Optimize Your LinkedIn Profile: Learn effective strategies to enhance your LinkedIn profile and maximize your professional opportunities.

Writing Professionals to Follow on LinkedIn: Discover influential writing professionals on LinkedIn and gain valuable insights from their expertise.

LinkedIn for Freelance Writers: A guide tailored to freelance writers on how to leverage LinkedIn for networking and career growth.


How can I optimize my LinkedIn profile for better visibility?

To optimize your LinkedIn profile, focus on crafting a compelling headline, adding relevant keywords, showcasing your accomplishments, and engaging with your network regularly.
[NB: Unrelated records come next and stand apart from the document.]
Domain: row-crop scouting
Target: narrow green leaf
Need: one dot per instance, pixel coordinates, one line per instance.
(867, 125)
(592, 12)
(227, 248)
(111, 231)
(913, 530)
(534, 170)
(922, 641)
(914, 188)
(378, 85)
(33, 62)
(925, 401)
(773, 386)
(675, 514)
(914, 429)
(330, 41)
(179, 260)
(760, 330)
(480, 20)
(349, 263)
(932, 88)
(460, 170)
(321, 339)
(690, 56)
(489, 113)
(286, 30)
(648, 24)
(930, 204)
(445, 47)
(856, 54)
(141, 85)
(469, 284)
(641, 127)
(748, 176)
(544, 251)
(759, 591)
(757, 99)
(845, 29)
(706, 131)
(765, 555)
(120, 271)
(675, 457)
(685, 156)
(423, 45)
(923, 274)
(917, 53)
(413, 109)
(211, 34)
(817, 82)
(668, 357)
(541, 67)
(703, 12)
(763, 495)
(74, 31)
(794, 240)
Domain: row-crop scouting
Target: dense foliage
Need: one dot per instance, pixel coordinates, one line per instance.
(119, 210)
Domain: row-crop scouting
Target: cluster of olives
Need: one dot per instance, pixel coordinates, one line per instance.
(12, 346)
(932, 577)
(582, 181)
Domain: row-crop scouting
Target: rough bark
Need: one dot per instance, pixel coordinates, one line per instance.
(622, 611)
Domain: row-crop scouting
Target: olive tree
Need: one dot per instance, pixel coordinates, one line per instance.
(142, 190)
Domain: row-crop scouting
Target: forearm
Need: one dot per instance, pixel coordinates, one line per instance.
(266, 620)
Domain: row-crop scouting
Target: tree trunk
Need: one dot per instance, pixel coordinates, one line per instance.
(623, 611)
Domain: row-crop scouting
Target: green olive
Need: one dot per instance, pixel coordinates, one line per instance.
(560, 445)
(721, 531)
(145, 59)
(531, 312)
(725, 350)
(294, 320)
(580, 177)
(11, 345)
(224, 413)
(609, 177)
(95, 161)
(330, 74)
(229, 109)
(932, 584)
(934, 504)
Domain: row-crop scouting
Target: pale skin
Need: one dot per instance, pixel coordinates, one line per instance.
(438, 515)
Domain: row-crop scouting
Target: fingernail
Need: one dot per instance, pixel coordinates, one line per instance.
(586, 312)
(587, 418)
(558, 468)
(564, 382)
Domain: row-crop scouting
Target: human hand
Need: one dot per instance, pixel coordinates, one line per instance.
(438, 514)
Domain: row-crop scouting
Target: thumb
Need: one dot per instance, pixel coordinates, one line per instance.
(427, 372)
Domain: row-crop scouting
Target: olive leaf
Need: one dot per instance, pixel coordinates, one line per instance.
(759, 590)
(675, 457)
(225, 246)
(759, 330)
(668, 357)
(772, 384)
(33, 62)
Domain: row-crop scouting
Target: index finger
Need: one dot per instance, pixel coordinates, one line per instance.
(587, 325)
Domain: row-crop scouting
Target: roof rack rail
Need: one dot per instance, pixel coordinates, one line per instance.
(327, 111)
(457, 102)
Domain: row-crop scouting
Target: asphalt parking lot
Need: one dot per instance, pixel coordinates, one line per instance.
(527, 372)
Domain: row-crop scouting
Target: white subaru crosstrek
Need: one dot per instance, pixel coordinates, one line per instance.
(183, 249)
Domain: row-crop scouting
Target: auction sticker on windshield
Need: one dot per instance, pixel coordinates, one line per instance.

How can LinkedIn help me as a writing professional?

LinkedIn can be a valuable platform for writing professionals to connect with potential clients, share their work, join writing groups, and stay updated with industry trends.

How do I find and connect with influential writing professionals on LinkedIn?

Use LinkedIn’s search and networking features to find influential writing professionals, follow their profiles, engage with their content, and join relevant writing communities.

Can LinkedIn be useful for freelance writers looking for new opportunities?

Absolutely! LinkedIn can be an excellent platform for freelance writers to network with potential clients, showcase their portfolio, and establish themselves as industry experts.

How can I make my LinkedIn profile stand out to potential employers?

To make your LinkedIn profile stand out, focus on creating a professional and engaging summary, highlight your unique skills and experiences, and include recommendations from colleagues and clients.